Damaged homes will be among the biggest problems the country will face in the coming days, Perez added.
Guatemalans fearing aftershocks huddled in the streets of the mountain town of San Marcos, the most affected area, where at least 40 people died. Others crowded inside its hospital, the only building left with electricity. More than 90 rescue workers continued to dig with backhoes at a half-ton mound of sand at a quarry trying to rescue seven people.
"We started rescue work very early," said Julio Cesar Fuentes of the municipal fire department. "The objective is our hope to find people who were buried."
But they uncovered only one more body, that of one of the quarry workers. The worker's son was called to identify him.
When he climbed into the sand pit and recognized the clothing, the man collapsed onto the shoulders of firefighters, crying: "Papa, Papa, Papa." He and his father were not identified to the news media because other relatives had not been notified of the death.
Residents venturing outside into the morning cold found the city paralyzed and businesses closed.
In the town of San Cristobal Cochu, firefighters picked at a collapsed house trying to dig out 10 members of one family, including a 4-year-old child, who were buried, fire department spokesman Ovidio Perez told the radio station Emisoras Unidas.
Volunteers carrying boxes of medical supplies began arriving in the area in western Guatemala late Wednesday.
Eblin Cifuentes, a 26-year-old law student, and a group of his classmates already were collecting medical supplies as part of a school drive to provide aid for the only hospital in San Marcos, a poor, mainly indigenous mountain area of subsistence farms. When the quake hit, the group decided to bring everything they had collected.
"Thank God nothing happened to us and that's why we have to help out," Cifuentes said.
Damage reported as far as Mexico City
The quake caused terror over an unusually wide area, with damage reported in all but one of Guatemala's 22 states and shaking felt as far away as Mexico City, 965 kilometres to the northwest.
It hit hardest in San Marcos, where more than 30 homes collapsed and many of the colorful adobe buildings in its centre were either cracked or reduced to rubble, including the police station and the courthouse.

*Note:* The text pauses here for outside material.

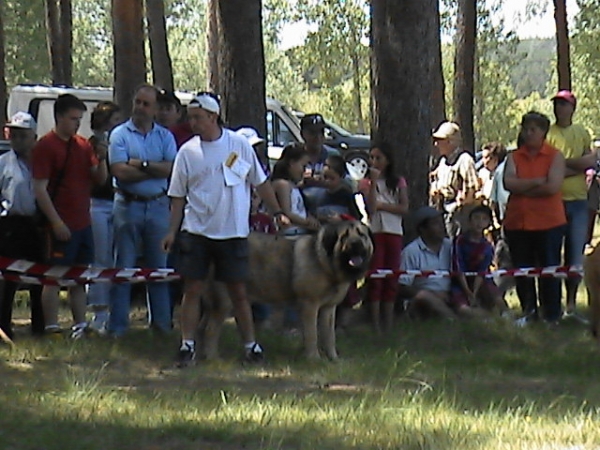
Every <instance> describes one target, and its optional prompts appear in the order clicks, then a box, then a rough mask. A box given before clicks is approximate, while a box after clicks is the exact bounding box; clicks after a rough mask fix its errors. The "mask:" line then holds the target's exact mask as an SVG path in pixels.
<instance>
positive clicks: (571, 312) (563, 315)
mask: <svg viewBox="0 0 600 450" xmlns="http://www.w3.org/2000/svg"><path fill="white" fill-rule="evenodd" d="M562 320H572V321H576V322H579V323H580V324H582V325H589V324H590V321H589V320H588V319H586V318H585V317H583V316H582V315H580V314H579V313H577V311H565V312H564V313H563V315H562Z"/></svg>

The temblor tore a large gash in one of the streets. Hundreds of frightened townspeople stayed in the open, refusing to go back inside after more than five strong aftershocks shook the area.
'We asked the president to improve conditions at the hospital. There isn't enough staff.' —Ingrid Lopez, relative of earthquake victim
President Otto Perez Molina said that 40 people died in the state of San Marcos and eight more were killed in the neighbouring state of Quetzaltenango.

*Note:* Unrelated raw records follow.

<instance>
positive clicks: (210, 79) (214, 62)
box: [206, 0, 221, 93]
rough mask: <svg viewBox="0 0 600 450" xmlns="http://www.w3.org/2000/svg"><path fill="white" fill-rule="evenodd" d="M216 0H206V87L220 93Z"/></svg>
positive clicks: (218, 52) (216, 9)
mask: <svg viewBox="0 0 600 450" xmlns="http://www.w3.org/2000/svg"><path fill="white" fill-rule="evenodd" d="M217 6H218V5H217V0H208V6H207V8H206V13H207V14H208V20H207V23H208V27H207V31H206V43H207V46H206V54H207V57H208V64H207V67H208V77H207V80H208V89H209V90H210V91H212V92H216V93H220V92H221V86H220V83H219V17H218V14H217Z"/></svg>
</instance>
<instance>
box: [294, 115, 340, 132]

Hundreds of people crammed into the hallways of San Marcos' small hospital after the quake seeking help for injured family members. Some complained they were not getting care quickly enough.

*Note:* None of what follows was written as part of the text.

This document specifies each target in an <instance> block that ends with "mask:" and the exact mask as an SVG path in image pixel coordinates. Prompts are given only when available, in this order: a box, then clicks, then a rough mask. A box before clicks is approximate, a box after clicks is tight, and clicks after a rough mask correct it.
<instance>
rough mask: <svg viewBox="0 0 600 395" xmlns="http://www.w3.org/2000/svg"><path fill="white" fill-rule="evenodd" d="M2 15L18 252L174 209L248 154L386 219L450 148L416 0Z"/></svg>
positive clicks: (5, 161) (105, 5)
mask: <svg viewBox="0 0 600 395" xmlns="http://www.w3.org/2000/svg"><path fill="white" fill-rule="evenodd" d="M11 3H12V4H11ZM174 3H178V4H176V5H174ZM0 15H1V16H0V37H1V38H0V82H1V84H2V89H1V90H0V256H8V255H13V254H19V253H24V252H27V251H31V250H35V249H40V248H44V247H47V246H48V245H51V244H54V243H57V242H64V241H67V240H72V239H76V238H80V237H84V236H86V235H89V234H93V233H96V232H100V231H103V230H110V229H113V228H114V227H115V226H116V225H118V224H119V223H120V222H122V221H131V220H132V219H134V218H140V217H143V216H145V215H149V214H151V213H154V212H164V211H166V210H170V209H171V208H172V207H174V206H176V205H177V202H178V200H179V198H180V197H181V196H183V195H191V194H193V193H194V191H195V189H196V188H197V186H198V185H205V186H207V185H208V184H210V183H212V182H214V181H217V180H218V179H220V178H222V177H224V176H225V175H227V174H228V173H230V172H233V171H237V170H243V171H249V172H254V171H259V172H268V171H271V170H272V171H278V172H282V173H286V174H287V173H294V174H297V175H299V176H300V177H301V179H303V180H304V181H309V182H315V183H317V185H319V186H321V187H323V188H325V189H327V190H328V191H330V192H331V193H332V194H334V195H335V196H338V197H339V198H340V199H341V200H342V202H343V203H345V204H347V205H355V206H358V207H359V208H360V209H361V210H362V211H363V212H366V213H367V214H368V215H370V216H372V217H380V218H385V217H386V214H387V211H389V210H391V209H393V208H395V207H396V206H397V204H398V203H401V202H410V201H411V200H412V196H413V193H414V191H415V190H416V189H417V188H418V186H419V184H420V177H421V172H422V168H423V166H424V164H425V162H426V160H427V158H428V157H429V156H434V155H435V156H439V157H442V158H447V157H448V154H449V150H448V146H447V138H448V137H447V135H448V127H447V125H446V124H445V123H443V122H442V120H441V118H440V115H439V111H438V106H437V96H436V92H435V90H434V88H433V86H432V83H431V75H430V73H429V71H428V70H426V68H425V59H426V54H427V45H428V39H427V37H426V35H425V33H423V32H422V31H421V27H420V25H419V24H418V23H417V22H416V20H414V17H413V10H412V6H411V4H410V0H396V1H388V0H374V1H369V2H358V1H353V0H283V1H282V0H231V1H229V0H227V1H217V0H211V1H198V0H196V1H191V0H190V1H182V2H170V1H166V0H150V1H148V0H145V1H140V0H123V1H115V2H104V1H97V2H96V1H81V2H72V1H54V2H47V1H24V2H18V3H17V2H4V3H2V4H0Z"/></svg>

Ingrid Lopez, who bought in a 72-year-old aunt whose legs were crushed by a falling wall, said she had waited hours for an X-ray.
"We ask the president to improve conditions at the hospital," she said. "There isn't enough staff."
People believed buried alive
More than 300 firefighters, policemen and civilians dug desperately at a half-ton mound of sand at a quarry trying to rescue seven people believed buried alive. Among those under the sand was a 6-year-old boy who had accompanied his grandfather to work.
"I want to see Giovanni! I want to see Giovanni!" the boy's mother, 42-year-old Francisca Ramirez, frantically cried. "He's not dead. Get him out."
By Wednesday night, firefighters had dug out two bodies from the quarry, including Giovanni's.
The president flew to San Marcos to view the damage in this lush mountainous region of 50,000 indigenous farmers and ranchers, many belonging to the Mam ethnic group.
"One thing is to hear about what happened and another thing entirely is to see it," the president told The Associated Press. "As a Guatemalan I feel sad … to see mothers crying for their lost children."
The president said the government would pay for the funerals of all victims in the impoverished region.
The quake, which was 32 kilometres deep, was centred 24 kilometres off the coastal town of Champerico and 161 kilometres southwest of Guatemala City. It was the strongest earthquake to hit Guatemala since a 1976 temblor that killed 23,000.
'As a Guatemalan I feel sad … to see mothers crying for their lost children.' —Guatemalan president Otto Perez Molina
Officials said most of 100 missing were from San Marcos, where people farm corn and herd cattle, mostly for their own survival.
Hospital officials in San Marcos said they had received 150 injured.
The president said more than 2,000 soldiers were deployed to help with the disaster. A plane had made at least two trips to carry relief teams to the area.